Definition 2.2 (Symmetric Group)

The symmetric group \(S_n\) is the set of all permutations of \(\{0, 1, \ldots, n-1\}\) equipped with the operation of function composition. It satisfies:

  • Closure: if \(\sigma, \tau \in S_n\), then \(\sigma \circ \tau \in S_n\).

  • Associativity: \((\sigma \circ \tau) \circ \rho = \sigma \circ (\tau \circ \rho)\).

  • Identity: the identity permutation \(\text{id}(x) = x\) is in \(S_n\).

  • Inverses: for every \(\sigma \in S_n\) there exists \(\sigma^{-1} \in S_n\) such that \(\sigma \circ \sigma^{-1} = \text{id}\).

The order of \(S_n\) is \(|S_n| = n!\).

Definition 2.3 (Shift Cipher / Caesar Cipher)

Let \(\mathcal{A} = \{0, 1, \ldots, n-1\}\).
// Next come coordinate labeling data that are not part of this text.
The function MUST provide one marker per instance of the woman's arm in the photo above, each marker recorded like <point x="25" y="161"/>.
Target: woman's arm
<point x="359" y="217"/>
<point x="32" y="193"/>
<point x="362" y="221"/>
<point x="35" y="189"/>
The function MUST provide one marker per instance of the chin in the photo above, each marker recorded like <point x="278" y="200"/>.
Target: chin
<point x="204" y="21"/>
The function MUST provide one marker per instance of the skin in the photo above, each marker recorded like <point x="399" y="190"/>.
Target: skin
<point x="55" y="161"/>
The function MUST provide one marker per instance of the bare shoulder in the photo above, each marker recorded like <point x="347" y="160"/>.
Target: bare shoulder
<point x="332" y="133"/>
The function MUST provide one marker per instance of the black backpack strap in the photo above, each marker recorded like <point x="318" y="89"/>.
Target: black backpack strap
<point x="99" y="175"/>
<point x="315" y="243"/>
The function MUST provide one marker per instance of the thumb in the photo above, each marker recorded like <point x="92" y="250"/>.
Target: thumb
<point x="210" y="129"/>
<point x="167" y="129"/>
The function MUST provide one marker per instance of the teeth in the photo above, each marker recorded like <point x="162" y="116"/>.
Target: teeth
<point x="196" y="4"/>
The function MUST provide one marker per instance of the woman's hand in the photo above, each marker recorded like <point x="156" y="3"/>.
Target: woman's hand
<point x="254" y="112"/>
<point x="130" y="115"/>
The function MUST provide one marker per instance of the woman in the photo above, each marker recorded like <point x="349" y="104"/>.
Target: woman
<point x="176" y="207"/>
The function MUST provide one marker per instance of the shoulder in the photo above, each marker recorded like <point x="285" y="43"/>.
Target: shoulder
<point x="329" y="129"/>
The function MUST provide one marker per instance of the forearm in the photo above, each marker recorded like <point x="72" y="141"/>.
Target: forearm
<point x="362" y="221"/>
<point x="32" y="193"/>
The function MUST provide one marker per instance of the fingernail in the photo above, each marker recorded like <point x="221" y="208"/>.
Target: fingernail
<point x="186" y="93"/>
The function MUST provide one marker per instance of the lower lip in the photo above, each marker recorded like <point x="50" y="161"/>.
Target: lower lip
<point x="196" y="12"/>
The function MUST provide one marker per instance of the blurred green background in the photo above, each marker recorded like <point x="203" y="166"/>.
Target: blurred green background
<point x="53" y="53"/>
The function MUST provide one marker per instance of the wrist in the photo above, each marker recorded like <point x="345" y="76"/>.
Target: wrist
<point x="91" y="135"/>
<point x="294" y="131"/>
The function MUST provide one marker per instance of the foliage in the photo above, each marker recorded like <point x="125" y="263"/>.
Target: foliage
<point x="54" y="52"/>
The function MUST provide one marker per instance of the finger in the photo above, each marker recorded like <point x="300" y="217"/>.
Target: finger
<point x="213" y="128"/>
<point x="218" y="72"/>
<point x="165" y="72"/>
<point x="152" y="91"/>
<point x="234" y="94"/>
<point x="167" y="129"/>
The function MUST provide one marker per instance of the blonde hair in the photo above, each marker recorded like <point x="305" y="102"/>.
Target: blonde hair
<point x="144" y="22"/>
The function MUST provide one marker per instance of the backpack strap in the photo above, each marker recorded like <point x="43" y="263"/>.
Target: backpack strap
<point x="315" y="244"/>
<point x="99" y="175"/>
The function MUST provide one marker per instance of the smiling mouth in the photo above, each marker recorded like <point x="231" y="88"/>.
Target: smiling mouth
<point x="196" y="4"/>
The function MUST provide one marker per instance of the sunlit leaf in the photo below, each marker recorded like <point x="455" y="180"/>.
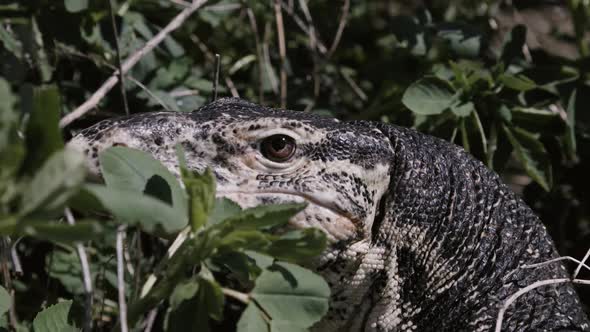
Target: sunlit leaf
<point x="428" y="96"/>
<point x="291" y="293"/>
<point x="54" y="319"/>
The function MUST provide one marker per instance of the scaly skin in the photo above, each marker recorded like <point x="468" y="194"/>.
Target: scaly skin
<point x="422" y="237"/>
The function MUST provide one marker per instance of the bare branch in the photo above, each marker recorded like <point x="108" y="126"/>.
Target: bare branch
<point x="86" y="276"/>
<point x="313" y="47"/>
<point x="341" y="26"/>
<point x="16" y="265"/>
<point x="150" y="320"/>
<point x="282" y="52"/>
<point x="528" y="288"/>
<point x="211" y="57"/>
<point x="121" y="278"/>
<point x="119" y="61"/>
<point x="130" y="62"/>
<point x="5" y="248"/>
<point x="216" y="76"/>
<point x="259" y="54"/>
<point x="232" y="87"/>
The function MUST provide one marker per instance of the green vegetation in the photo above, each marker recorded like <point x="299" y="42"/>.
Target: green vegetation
<point x="508" y="83"/>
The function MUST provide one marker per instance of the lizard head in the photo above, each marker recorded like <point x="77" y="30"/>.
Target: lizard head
<point x="262" y="156"/>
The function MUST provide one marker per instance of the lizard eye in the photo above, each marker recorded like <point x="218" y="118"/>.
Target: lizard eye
<point x="278" y="148"/>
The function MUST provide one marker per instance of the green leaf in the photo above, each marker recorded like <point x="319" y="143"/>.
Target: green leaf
<point x="130" y="207"/>
<point x="262" y="261"/>
<point x="463" y="110"/>
<point x="245" y="239"/>
<point x="130" y="169"/>
<point x="266" y="216"/>
<point x="43" y="136"/>
<point x="291" y="293"/>
<point x="58" y="179"/>
<point x="285" y="326"/>
<point x="462" y="40"/>
<point x="251" y="320"/>
<point x="517" y="82"/>
<point x="241" y="63"/>
<point x="54" y="319"/>
<point x="224" y="209"/>
<point x="298" y="245"/>
<point x="5" y="301"/>
<point x="211" y="296"/>
<point x="74" y="6"/>
<point x="570" y="135"/>
<point x="12" y="149"/>
<point x="201" y="192"/>
<point x="11" y="43"/>
<point x="428" y="96"/>
<point x="184" y="292"/>
<point x="83" y="230"/>
<point x="531" y="153"/>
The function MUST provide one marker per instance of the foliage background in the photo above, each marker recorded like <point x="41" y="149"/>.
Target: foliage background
<point x="507" y="80"/>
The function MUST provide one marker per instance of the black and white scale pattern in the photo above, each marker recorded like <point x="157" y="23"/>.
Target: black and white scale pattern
<point x="423" y="237"/>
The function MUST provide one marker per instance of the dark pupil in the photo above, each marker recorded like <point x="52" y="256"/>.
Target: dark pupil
<point x="278" y="143"/>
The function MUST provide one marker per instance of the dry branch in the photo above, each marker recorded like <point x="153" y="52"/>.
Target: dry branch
<point x="86" y="276"/>
<point x="130" y="62"/>
<point x="282" y="52"/>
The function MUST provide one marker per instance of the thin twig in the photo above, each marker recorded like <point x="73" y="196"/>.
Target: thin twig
<point x="259" y="54"/>
<point x="313" y="47"/>
<point x="16" y="265"/>
<point x="121" y="278"/>
<point x="299" y="22"/>
<point x="216" y="76"/>
<point x="130" y="62"/>
<point x="150" y="320"/>
<point x="232" y="87"/>
<point x="282" y="52"/>
<point x="119" y="61"/>
<point x="242" y="297"/>
<point x="211" y="57"/>
<point x="581" y="264"/>
<point x="341" y="26"/>
<point x="86" y="276"/>
<point x="8" y="283"/>
<point x="528" y="288"/>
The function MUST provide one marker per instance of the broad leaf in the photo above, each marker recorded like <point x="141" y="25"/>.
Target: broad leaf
<point x="130" y="207"/>
<point x="570" y="135"/>
<point x="83" y="230"/>
<point x="43" y="136"/>
<point x="5" y="301"/>
<point x="428" y="96"/>
<point x="54" y="319"/>
<point x="291" y="293"/>
<point x="130" y="169"/>
<point x="299" y="245"/>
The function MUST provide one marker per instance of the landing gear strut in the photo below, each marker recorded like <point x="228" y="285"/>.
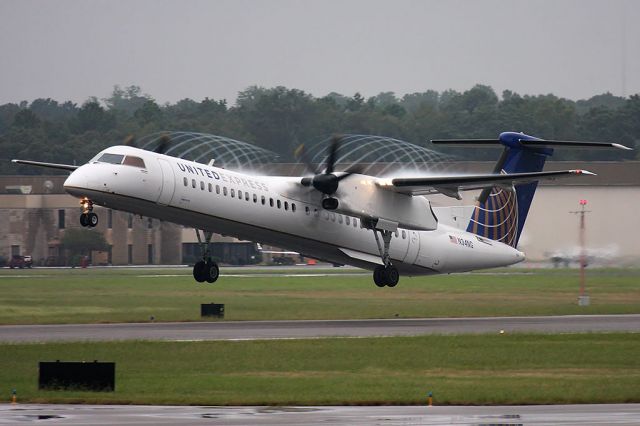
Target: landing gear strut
<point x="88" y="217"/>
<point x="205" y="269"/>
<point x="386" y="274"/>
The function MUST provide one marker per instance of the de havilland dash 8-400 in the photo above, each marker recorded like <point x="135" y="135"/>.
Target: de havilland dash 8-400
<point x="383" y="224"/>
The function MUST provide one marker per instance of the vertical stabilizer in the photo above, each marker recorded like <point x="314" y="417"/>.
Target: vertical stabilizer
<point x="501" y="211"/>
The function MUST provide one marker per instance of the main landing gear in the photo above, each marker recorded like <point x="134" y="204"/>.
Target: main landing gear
<point x="205" y="269"/>
<point x="88" y="218"/>
<point x="386" y="274"/>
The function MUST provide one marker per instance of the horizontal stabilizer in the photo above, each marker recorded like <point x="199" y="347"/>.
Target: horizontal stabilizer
<point x="531" y="143"/>
<point x="49" y="165"/>
<point x="450" y="185"/>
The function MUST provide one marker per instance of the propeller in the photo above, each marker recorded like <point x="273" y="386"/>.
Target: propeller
<point x="326" y="182"/>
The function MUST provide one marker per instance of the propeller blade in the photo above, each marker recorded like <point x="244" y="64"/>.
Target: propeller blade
<point x="333" y="153"/>
<point x="301" y="154"/>
<point x="164" y="143"/>
<point x="130" y="141"/>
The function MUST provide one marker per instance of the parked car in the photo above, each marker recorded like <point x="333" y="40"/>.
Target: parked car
<point x="18" y="261"/>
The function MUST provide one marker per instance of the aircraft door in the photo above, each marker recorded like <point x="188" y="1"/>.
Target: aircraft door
<point x="168" y="183"/>
<point x="413" y="247"/>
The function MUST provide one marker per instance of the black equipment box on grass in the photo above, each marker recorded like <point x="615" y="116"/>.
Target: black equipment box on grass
<point x="212" y="310"/>
<point x="93" y="376"/>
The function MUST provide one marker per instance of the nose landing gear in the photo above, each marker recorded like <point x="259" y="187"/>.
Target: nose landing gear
<point x="88" y="218"/>
<point x="387" y="274"/>
<point x="205" y="269"/>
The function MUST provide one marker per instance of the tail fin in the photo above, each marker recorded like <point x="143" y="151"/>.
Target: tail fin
<point x="501" y="212"/>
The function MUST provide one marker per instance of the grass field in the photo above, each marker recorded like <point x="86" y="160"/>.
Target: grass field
<point x="485" y="369"/>
<point x="134" y="295"/>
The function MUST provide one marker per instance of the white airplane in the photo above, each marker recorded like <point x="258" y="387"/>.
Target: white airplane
<point x="385" y="225"/>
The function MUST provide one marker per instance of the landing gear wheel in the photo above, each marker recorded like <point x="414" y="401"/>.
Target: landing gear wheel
<point x="84" y="219"/>
<point x="199" y="271"/>
<point x="211" y="271"/>
<point x="391" y="276"/>
<point x="378" y="276"/>
<point x="92" y="220"/>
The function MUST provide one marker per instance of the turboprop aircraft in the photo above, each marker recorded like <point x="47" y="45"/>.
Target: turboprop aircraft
<point x="383" y="224"/>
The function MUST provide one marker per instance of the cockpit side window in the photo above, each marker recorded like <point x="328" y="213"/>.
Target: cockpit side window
<point x="111" y="158"/>
<point x="130" y="160"/>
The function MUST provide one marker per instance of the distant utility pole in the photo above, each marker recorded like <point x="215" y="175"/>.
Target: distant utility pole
<point x="583" y="298"/>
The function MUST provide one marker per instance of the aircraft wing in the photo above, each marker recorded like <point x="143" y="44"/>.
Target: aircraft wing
<point x="452" y="185"/>
<point x="49" y="165"/>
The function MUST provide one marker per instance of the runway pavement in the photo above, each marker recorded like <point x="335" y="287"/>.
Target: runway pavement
<point x="253" y="330"/>
<point x="609" y="414"/>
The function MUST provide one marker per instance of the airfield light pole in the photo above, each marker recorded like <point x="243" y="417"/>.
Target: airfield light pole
<point x="583" y="299"/>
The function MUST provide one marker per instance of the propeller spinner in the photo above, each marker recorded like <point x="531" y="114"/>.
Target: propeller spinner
<point x="326" y="182"/>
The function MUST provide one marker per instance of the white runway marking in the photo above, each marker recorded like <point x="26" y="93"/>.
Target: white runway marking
<point x="573" y="415"/>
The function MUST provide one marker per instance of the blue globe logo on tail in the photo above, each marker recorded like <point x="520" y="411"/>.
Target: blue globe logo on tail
<point x="497" y="217"/>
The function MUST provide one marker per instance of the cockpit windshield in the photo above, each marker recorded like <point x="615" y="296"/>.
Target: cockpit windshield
<point x="133" y="161"/>
<point x="111" y="158"/>
<point x="128" y="160"/>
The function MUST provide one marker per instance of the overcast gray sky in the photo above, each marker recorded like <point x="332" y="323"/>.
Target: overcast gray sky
<point x="73" y="49"/>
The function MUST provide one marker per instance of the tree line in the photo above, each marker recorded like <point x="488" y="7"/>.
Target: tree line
<point x="279" y="119"/>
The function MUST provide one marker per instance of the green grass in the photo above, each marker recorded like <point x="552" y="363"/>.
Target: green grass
<point x="472" y="369"/>
<point x="133" y="295"/>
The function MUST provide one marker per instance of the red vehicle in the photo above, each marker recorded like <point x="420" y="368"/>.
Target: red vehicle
<point x="21" y="262"/>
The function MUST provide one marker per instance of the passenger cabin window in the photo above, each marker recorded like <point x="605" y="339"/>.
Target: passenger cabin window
<point x="130" y="160"/>
<point x="111" y="158"/>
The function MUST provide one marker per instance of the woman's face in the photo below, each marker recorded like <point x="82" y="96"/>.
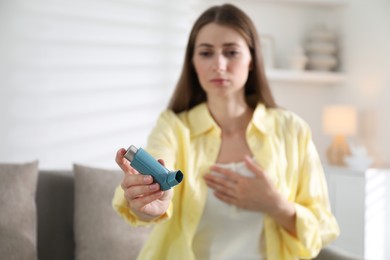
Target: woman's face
<point x="222" y="61"/>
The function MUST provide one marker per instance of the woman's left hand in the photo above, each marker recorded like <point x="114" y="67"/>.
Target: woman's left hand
<point x="255" y="193"/>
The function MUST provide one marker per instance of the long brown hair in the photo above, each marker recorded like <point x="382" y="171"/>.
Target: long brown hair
<point x="189" y="93"/>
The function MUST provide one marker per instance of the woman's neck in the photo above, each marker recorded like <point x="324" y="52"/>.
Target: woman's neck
<point x="232" y="117"/>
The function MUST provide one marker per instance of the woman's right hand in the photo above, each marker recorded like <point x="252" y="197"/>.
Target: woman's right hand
<point x="143" y="196"/>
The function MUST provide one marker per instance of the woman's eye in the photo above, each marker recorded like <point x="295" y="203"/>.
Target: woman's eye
<point x="205" y="53"/>
<point x="231" y="53"/>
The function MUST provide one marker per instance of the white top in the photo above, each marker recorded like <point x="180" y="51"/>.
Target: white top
<point x="226" y="232"/>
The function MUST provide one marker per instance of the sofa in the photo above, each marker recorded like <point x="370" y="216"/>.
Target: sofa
<point x="67" y="214"/>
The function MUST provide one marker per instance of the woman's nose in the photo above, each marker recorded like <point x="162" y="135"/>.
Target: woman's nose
<point x="219" y="63"/>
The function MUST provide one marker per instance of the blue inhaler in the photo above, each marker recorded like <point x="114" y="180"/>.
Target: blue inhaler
<point x="145" y="164"/>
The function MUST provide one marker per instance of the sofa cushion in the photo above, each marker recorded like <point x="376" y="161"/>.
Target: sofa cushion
<point x="99" y="232"/>
<point x="18" y="217"/>
<point x="54" y="197"/>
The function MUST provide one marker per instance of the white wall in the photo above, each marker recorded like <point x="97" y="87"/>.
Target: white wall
<point x="367" y="56"/>
<point x="79" y="79"/>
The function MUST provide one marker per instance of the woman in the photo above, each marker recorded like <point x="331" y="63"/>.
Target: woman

For a fixed key \(k \in \mathbb{Z}_n\), the shift cipher (or Caesar cipher) is the substitution cipher defined by the permutation

\[ \sigma_k(x) = (x + k) \mod n.\]

The decryption permutation is \(\sigma_k^{-1} = \sigma_{-k}\), i.e., \(\sigma_{-k}(x) = (x - k) \mod n\).

Definition 2.4 (General Substitution Cipher)

A general substitution cipher over an alphabet \(\mathcal{A}\) with \(|\mathcal{A}| = n\) uses an arbitrary permutation \(\sigma \in S_n\) as the encryption key. For a message \(m = (m_1, m_2, \ldots, m_\ell)\), the ciphertext is

\[ c = (\sigma(m_1), \sigma(m_2), \ldots, \sigma(m_\ell)).\]

Decryption uses the inverse permutation: \(m = (\sigma^{-1}(c_1), \sigma^{-1}(c_2), \ldots, \sigma^{-1}(c_\ell))\).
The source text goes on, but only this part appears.